Tracking Bald Eagles
Biologists at the Rock Island Ecological Services Field Office are working with researchers from West Virginia University to get a better understanding of how eagles move through the landscape and what risks they face. The partners recently attached several GPS units to eagles wintering on the Mississippi River. These GPS-GSM telemetry units are the newest, highest quality and most cost-effective way to track eagles, using the cell tower network to download data.
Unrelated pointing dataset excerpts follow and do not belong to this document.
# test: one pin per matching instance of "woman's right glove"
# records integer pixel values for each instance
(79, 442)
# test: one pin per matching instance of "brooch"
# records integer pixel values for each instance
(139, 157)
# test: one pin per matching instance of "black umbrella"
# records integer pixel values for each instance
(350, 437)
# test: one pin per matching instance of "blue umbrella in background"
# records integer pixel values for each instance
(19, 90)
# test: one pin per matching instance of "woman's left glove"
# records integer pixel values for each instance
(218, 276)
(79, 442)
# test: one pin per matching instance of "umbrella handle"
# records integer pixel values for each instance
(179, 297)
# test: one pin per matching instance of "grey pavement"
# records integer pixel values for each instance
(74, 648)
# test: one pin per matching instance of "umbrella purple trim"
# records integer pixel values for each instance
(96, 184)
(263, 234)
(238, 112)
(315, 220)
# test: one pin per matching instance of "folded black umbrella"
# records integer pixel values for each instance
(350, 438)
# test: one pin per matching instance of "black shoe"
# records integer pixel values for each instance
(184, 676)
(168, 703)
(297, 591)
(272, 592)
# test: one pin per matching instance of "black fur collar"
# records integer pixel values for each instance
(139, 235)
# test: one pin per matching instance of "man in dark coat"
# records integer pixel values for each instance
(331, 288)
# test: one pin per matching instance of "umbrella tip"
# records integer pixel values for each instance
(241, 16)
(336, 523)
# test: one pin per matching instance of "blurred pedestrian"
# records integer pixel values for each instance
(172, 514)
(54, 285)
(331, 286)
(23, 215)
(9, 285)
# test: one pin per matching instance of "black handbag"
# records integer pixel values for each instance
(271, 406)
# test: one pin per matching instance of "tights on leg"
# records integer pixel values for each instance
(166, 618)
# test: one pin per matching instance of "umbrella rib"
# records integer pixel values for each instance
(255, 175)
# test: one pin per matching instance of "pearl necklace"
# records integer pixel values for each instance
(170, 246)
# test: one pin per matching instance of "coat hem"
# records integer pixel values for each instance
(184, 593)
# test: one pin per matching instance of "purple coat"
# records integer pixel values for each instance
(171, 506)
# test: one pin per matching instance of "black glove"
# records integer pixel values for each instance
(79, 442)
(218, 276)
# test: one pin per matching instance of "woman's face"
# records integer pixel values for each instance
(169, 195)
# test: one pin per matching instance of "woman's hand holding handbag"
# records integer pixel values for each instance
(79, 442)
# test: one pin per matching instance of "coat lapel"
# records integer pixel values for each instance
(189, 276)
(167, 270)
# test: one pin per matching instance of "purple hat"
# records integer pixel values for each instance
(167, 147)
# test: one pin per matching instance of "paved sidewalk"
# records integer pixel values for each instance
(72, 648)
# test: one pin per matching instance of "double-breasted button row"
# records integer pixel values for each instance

They also provide highly detailed information about movements and allow for customized duty cycles. The units will gather information on location, altitude, speed, heading, and fix quality. For the first nine days, we will collect data at 15-minute intervals from dawn to dusk. Every 10th day, the duty cycle will switch to 30 second intervals so that we can better understand specific flight behaviors. Such high frequency data provides exceptional insight into eagle flight behavior and allows detailed interpretation of the potential impacts of wind farms and power lines on eagles.
This data will be vitally important as eagle populations increase and wind energy development increases. Together, these increases may result in a greater potential for take, resulting in more application for take permits issued under the Bald and Golden Eagle Protection Act. Providing more accurate information about eagle movements across the landscape and during different times of the year is essential for the Service to make informed decisions during the permitting process. This project will contribute to a better understanding of how eagles move throughout the Midwestern landscape and what environmental conditions put them at greatest risk.